Filed 17 October 2025

STATE OF NORTH CAROLINA

v. CHARLOTTE CHEMUTI

On writ of certiorari pursuant to N.C.G.S. § 7A-32(b) to review an order

dismissing an appeal and denying a petition for writ of certiorari entered on 10

October 2024 by the Court of Appeals and an order denying a motion to quash entered

on 31 January 2024 by Judge Christine Underwood in District Court, Iredell County.

Heard in the Supreme Court on 22 April 2025.

Devereux & Banzhoff, PLLC, by Andrew B. Banzhoff; and Chandler Law PLLC, by Jennifer M. Chandler, for defendant-appellee.

Cranfill Sumner LLP, by Steven A. Bader, for appellants Town of Mooresville and the Mooresville Police Department.

Blau & Hynson, PLLC, by Warren D. Hynson; and Hayes Law Offices, PLLC, by Mark L. Hayes, for North Carolina Advocates for Justice, amicus curiae.
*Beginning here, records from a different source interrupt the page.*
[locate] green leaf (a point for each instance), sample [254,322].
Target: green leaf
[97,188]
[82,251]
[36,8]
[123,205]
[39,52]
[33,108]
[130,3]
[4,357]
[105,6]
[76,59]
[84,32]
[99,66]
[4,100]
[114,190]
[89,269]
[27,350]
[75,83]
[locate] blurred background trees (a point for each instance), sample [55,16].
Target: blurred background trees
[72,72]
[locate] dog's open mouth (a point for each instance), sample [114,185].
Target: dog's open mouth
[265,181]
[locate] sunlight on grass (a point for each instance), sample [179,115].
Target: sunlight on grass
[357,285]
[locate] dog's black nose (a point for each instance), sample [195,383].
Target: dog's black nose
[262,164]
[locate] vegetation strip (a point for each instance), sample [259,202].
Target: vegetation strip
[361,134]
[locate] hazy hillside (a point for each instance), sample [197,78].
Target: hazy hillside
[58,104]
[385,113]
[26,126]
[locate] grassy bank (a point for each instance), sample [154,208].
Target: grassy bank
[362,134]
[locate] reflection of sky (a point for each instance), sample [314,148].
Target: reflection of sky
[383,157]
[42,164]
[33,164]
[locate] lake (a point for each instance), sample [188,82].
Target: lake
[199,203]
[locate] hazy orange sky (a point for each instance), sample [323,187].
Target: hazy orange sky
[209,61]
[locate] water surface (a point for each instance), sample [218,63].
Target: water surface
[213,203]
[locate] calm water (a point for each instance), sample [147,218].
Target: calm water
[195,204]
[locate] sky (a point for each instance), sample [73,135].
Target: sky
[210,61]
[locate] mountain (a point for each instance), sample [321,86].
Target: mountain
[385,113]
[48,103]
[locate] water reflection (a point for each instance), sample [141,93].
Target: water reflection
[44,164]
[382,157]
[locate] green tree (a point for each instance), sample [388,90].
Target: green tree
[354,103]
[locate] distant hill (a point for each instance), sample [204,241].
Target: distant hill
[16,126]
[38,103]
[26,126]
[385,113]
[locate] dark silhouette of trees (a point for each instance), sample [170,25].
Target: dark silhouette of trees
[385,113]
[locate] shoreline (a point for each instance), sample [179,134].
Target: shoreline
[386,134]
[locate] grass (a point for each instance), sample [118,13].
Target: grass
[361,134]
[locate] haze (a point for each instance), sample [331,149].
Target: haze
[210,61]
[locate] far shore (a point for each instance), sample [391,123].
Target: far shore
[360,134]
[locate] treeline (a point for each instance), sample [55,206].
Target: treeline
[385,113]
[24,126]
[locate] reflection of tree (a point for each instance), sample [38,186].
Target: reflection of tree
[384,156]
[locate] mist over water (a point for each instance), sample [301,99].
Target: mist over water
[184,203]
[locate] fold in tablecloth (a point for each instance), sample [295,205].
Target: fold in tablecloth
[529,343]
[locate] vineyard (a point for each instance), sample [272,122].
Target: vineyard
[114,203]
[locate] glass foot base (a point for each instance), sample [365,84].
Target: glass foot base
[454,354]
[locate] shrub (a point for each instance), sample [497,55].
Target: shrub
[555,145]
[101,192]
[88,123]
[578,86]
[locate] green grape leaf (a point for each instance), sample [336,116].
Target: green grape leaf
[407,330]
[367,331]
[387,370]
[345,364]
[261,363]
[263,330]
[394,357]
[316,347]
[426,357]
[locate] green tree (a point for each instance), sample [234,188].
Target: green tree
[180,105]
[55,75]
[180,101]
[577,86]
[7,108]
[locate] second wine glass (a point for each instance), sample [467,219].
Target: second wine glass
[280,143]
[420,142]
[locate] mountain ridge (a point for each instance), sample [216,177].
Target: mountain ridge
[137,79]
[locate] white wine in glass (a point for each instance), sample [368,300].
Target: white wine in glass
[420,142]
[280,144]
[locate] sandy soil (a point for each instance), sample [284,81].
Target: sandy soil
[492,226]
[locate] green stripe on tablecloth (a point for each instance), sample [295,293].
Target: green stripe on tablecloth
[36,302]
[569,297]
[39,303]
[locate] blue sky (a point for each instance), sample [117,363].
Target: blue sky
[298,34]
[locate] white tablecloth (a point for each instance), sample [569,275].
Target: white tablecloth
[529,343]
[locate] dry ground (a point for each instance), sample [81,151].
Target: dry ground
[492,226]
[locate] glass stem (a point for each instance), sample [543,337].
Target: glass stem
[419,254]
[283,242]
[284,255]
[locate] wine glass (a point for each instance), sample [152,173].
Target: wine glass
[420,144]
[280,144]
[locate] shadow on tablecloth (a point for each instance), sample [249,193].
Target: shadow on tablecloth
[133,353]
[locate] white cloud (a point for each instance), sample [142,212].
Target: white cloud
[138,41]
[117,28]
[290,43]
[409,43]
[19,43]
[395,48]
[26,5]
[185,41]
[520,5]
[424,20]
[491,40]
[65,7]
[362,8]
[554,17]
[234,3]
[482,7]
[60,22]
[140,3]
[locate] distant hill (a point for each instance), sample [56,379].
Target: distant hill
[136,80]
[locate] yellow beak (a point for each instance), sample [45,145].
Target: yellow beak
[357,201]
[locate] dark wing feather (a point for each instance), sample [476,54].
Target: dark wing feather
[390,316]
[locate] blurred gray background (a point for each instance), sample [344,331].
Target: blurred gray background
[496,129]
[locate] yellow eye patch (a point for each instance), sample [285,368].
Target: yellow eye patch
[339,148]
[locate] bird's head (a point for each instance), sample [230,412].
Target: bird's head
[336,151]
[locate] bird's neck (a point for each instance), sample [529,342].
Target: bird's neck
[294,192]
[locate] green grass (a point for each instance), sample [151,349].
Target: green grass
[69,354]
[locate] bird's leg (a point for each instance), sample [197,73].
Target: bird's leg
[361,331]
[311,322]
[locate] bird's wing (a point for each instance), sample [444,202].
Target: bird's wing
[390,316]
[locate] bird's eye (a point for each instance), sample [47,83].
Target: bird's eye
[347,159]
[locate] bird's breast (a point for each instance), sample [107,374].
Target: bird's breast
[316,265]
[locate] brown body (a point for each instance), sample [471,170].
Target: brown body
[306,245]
Edmond W. Caldwell Jr. and Jarrett W. McGowan for North Carolina Sheriffs’ Association; Fred P. Baggett for North Carolina Association of Chiefs of Police; and Robert Seth Banks for North Carolina Conference of District Attorneys, amici curiae.

DIETZ, Justice.

Criminal defendants generally have a constitutional right to compel the

release of any evidence necessary to present a complete defense. See United States v. STATE V. CHEMUTI

Opinion of the Court

Nixon, 418 U.S. 683, 711 (1974). In North Carolina, defendants in district court

typically do this using a subpoena—a fairly effortless process that involves defense

counsel completing a preprinted court form. See N.C.G.S. § 15A-802 (2023); N.C.G.S.

§ 1A-1, Rule 45.

But states can create special procedures to protect the confidentiality of certain

records sought by criminal defendants. Pennsylvania v. Ritchie, 480 U.S. 39, 58–60

(1987). For example, states can require the defendant to demonstrate a need for the

evidence and obtain a court order authorizing its release. Id. Likewise, states can

require a trial court to first conduct an in camera review of the evidence and release

only the portions the court finds favorable to the defendant and material to the

outcome of the case. Id.

In 2016, the General Assembly created this sort of special procedure for certain

recordings made by law enforcement agencies. See Act of June 30, 2016, S.L. 2016-

88, § 1, 2016 N.C. Sess. Laws 263, 264–67 (codified at N.C.G.S. § 132-1.4A). The

statute requires the requesting party to file a petition or complaint in superior court

and affords the court broad discretion to determine which portions of the recording,

if any, should be produced. N.C.G.S. § 132-1.4A(g) (2023); see also In re McClatchy

Co., 386 N.C. 77, 94 (2024).

As explained below, this statutory procedure supplants the use of a subpoena

and is now the exclusive means to obtain these recordings for use in a criminal case.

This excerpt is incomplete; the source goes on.